01 January 2011

Expect the Great!!

Last year was a very difficult year for me.  I battle with emotions and feelings that I have never felt before.  For the first time in my life I even contemplated suicide.  My outlook on life had become so grim that I could no longer see a reason to continue.  I wanted to give up and just leave everything and everyone that counted on me.  My children, my family, my friends, my life.  I can honestly say that although I doubted Him so much over the past year, God kept me.  Without Him, I would not be here today.  Life is such a topsy turvy mystery.  And you will never truly know what's will happen from one day tot he next, but if you hold on and stay stronger, you can make it.

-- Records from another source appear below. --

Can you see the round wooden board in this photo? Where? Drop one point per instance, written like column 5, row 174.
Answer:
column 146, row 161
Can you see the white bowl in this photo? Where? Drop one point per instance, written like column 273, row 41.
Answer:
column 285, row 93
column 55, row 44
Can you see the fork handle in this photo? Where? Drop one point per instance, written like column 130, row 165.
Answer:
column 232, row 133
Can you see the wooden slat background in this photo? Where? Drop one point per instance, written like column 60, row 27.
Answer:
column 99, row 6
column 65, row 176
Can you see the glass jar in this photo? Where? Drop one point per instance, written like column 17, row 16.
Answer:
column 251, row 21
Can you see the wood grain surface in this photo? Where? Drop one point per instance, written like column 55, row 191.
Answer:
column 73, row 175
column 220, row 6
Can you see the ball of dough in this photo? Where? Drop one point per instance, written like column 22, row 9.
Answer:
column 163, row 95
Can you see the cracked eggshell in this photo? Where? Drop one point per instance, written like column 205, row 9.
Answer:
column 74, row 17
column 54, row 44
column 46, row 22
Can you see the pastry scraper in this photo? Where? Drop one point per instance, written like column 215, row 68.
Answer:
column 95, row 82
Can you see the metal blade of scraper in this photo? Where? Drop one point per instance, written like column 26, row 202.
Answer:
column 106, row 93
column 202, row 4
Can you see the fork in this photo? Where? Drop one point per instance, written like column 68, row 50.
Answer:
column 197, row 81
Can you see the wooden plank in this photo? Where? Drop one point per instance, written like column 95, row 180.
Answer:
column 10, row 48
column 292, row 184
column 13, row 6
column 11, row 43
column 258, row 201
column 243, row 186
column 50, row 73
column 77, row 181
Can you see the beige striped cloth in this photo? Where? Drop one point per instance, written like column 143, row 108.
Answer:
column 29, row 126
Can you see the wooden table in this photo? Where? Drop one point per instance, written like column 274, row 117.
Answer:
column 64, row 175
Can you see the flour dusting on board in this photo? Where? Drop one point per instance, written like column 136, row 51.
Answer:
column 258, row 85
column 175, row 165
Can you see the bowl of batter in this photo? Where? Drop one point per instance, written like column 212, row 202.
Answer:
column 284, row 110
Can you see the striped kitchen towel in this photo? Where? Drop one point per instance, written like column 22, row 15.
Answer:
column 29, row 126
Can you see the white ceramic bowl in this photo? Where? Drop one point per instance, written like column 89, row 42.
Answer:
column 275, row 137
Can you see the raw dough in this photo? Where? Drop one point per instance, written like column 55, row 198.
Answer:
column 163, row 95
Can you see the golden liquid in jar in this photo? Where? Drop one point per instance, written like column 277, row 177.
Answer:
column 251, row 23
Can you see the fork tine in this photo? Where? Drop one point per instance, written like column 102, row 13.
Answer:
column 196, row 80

This next year, I am expecting great things to happen.  I am expecting to overcome some struggles that I have been dealing with most of my life.   I am expecting to prosper in areas that I long stopped believing that I could prosper in.  I am expecting to grow exponentially further that I ever have.  I am expecting that every encounter and relationship I have will further propel me forward into the great that is planned for me.  I am expecting fear to no longer be the force that drives my every decision.  But most importantly, I am expecting God to continue to prove Himself to me and be my source.


I stopped making New Year's resolution a long time ago because I realize that I can't resolve to do anything that I can't expect to happen.  Why resolve to lose weight, when I don't expect to gain any?  Why resolve to live a healthy lifestyle, when I don't expect to get sick?  Why resolve to love more, when I don't expect to hate anyone?  In other words, I need to expect great things before I can resolve to accept them.  In this New Year, I will expect confidence, I will expect prosperity, and I will expect to be a blessing and be blessed.


What are you expecting this year?  Be Blessed!!